Investigation Ecology and biodiversity 6 articles
Investigating green finance “made in Europe”

Designed to support sustainable development projects, green finance is not always what it seems. A "green"-certified project led by Michelin in Indonesia may well have contributed to the destruction of the rainforest, thus deceiving its ecologically-minded investors.

The tyre giant Michelin is a European company that prides itself on sustainability, making much of its commitment to “responsible and sustainable management”.

 

The flagship of this environmental policy is the Royal Lestari Utama (RLU) sustainable-rubber project in Indonesia. Launched in 2015 as a joint venture between Michelin and its local partner Barito Pacific, the initiative is presented as the ultimate success story: planting rubber trees to reforest areas devastated by illegal logging, creating local employment, protecting flora, fauna, elephants, orangutans and baby tigers.
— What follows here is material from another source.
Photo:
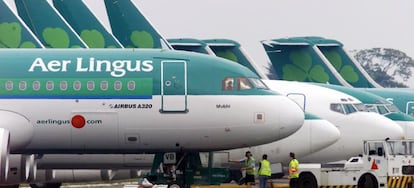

All this with the involvement of the World Wildlife Fund (WWF), while the United Nations Environment Programme (UNEP) and the United States Agency for International Development (USAID) have promoted it as a model of a sustainable value chain

 

Voxeurop’s investigation, conducted over a year and a half with our partners from Tempo magazine in Jakarta, shows the limits of this operation financed by $95 million worth of “green bonds” marketed by BNP Paribas. From the hushed offices of Europe to the Indonesian forest, via the trading rooms of Singapore, our journalists have scrutinised documents, reports and correspondence, and interviewed the main players in the companies concerned, NGOs and local communities. The picture that emerges is far from the rosy one sold to investors.